Green energy that produces no waste at all needs more funding. Solar, tidal, wind, hydroelectric and other forms of green energy can be used in almost, if not every, part of the country. Investing in solar panels in the US can get a household governmental energy grants and money saved in reduced energy bills will allow panels to virtually pay for themselves. Smart cars become more and more popular every year. I think the key to a greener future is actually using green energy.

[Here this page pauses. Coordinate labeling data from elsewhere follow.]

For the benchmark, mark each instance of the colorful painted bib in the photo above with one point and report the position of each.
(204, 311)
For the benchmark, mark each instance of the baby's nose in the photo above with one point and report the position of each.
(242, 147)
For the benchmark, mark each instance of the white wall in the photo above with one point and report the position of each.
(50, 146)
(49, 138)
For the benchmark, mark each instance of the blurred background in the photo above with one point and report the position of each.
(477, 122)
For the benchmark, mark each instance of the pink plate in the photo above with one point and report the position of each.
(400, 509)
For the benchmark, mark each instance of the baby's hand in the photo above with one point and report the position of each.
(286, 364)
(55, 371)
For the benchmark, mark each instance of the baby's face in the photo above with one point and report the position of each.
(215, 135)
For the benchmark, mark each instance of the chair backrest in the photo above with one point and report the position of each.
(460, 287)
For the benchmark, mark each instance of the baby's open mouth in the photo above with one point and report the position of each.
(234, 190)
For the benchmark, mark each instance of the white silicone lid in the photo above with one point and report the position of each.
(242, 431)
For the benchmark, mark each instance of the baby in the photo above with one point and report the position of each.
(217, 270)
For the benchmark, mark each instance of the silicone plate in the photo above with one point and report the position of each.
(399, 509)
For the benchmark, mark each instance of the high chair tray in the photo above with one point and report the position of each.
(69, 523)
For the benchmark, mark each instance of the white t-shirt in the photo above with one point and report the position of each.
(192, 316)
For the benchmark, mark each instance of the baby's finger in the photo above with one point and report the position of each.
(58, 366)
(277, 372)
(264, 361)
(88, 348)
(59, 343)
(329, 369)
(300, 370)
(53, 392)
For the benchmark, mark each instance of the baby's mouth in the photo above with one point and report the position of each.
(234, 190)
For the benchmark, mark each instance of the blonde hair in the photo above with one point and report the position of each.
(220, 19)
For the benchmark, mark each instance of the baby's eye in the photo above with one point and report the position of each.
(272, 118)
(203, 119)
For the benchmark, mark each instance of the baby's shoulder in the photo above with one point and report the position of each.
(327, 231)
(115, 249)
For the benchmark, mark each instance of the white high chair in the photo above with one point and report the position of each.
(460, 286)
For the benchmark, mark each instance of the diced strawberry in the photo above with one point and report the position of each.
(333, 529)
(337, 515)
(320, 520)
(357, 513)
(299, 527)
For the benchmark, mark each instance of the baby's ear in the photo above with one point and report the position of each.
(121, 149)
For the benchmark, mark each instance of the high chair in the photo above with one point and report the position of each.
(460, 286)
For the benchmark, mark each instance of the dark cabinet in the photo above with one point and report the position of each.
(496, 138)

Since nuclear energy does in fact have its strong benefits, we don’t usually think about the nuclear waste that comes from it, and how it is stored. It isn’t until big projects like the Yucca Mountain storage facility are brought up that we finally gain some sort of idea as to what happens to all this left over toxic waste. I myself am glad that the project was shut down, and I am especially glad that it was shut down after so much money was invested in it. I think the fact that that much money was put into the facility creates a stronger message then say simply shutting down the facility during the planning process. It never occurred to me that not just storing, but transporting the dangerous waste would also be problematic. I for sure would not like to be driving next to a truck carrying cargo full of dangerous radioactive material.
I also agree that our government should be focusing on safer means of energy production. Implementing wind energy has always been a constant solution, however it seems that implementing this idea has taken much longer then it should. There are of course energy producing windmills used today, however they do not rival the amount of power that a nuclear facility can generate.